Estos procedimientos se recomiendan para pacientes más jóvenes y activos que no mejoran con el tratamiento conservador. Las opciones quirúrgicas incluyen: la condroplastia, en la que se alisa el cartílago dañado; estimulación de la médula, en la que se perforan pequeños orificios en el hueso subyacente para estimular la cicatrización; el trasplante osteocondral autólogo, conocido como procedimiento OATS, en el que se transfiere al defecto cartilaginoso un trozo de cartílago y hueso, denominado tapón, de una zona sana de la rodilla del paciente que no soporta peso; y el trasplante de cartílago, en el que se toma cartílago de un donante cadavérico y se transfiere al defecto cartilaginoso.
Durante la intervención, el brazo del paciente se colocará en un soporte, bien en posición de silla de playa, o de lado, en decúbito lateral. La cirugía suele realizarse artroscópicamente a través de pequeñas incisiones alrededor del hombro. Si existen otras afecciones, como un desgarro del labrum o del manguito de los rotadores, que hayan provocado el defecto de cartílago, puede ser necesaria una intervención quirúrgica adicional para tratar estos problemas.
La decisión de someterse a una intervención quirúrgica debe tomarse tras una conversación entre el paciente y el médico sobre los posibles riesgos y beneficios de la operación.
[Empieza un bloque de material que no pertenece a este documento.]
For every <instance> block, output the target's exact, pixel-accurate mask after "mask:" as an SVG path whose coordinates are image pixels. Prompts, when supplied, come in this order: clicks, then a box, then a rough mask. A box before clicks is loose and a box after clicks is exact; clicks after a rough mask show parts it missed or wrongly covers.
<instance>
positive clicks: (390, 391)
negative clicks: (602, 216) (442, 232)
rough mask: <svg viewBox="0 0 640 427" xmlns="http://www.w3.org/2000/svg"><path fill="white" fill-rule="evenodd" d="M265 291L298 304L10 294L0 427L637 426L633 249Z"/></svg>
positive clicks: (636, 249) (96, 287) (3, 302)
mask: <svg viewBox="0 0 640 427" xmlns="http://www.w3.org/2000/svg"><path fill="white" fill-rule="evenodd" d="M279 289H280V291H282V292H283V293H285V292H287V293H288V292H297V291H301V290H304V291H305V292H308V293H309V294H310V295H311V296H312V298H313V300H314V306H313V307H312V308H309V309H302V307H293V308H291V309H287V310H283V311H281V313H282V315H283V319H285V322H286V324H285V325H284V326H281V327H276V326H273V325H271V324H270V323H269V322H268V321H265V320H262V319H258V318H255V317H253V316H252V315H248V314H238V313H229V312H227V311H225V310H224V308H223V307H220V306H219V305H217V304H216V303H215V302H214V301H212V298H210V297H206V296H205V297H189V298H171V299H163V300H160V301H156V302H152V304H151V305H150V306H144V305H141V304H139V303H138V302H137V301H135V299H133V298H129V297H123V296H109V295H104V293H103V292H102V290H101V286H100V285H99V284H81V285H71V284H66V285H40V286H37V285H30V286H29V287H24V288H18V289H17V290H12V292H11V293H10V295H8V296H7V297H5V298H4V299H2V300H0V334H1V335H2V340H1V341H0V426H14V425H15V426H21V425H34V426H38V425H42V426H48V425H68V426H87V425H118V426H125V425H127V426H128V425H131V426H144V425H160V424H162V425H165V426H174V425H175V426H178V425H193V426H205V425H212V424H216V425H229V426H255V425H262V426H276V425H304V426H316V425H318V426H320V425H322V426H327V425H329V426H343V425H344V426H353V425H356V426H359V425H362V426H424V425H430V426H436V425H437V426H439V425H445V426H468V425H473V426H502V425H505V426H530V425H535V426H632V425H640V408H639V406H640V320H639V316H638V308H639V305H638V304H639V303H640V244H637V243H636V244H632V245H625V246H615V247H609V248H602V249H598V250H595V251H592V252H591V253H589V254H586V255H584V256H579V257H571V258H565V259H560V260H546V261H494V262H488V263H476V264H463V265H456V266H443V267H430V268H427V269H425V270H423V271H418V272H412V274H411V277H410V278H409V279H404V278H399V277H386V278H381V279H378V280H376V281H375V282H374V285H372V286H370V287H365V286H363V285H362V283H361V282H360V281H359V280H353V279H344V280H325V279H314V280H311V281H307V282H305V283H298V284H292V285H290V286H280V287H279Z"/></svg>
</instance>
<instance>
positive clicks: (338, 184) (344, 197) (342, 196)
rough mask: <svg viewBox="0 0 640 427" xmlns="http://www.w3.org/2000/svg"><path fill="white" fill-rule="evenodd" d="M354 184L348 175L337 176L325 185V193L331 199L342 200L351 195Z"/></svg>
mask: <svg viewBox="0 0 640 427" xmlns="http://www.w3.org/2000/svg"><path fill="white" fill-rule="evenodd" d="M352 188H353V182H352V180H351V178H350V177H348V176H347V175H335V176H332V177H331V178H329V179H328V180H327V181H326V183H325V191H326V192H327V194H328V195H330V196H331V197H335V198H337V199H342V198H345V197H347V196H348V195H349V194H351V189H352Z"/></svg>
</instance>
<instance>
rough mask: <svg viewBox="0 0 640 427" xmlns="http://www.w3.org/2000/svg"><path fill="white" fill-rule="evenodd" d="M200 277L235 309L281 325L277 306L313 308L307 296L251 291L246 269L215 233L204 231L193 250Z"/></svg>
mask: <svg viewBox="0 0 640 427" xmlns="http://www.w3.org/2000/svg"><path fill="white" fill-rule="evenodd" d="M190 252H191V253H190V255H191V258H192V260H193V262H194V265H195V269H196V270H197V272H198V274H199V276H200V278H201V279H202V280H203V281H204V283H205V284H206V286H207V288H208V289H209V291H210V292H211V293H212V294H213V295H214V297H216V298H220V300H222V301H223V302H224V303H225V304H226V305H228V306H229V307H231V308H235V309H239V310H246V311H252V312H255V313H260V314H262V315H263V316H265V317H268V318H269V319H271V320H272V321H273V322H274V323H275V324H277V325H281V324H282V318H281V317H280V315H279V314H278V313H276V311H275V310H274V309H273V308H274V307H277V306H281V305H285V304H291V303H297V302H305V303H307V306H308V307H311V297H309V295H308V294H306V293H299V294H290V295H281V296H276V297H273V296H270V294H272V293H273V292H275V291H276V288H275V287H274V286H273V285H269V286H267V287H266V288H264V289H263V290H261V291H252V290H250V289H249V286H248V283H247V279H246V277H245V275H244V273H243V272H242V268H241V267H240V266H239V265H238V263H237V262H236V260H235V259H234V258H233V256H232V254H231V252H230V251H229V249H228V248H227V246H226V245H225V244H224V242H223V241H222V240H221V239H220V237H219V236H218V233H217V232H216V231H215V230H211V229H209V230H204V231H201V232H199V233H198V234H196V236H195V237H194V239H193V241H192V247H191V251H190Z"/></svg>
Los estudios sugieren que no hay un solo tipo de cirugía que sea la mejor, y que todos los procedimientos se asocian a buenos resultados, incluida la mejora del alivio del dolor, la función del hombro y las bajas tasas de complicaciones.
Dependiendo del tamaño del defecto cartilaginoso, existe el riesgo de que sea necesaria otra intervención quirúrgica. Algunas lesiones importantes del cartílago pueden requerir en última instancia una artroplastia de hombro para sustituir las superficies articulares del hombro y solucionar por completo el daño del cartílago. La rehabilitación tras la intervención dependerá del procedimiento realizado y de las preferencias del cirujano.
Normalmente, hay un periodo inicial en el que se lleva un cabestrillo en el hombro y se evita levantar peso y mover activamente el brazo durante varias semanas, seguido de un aumento gradual de la amplitud de movimiento y el fortalecimiento durante varias semanas más.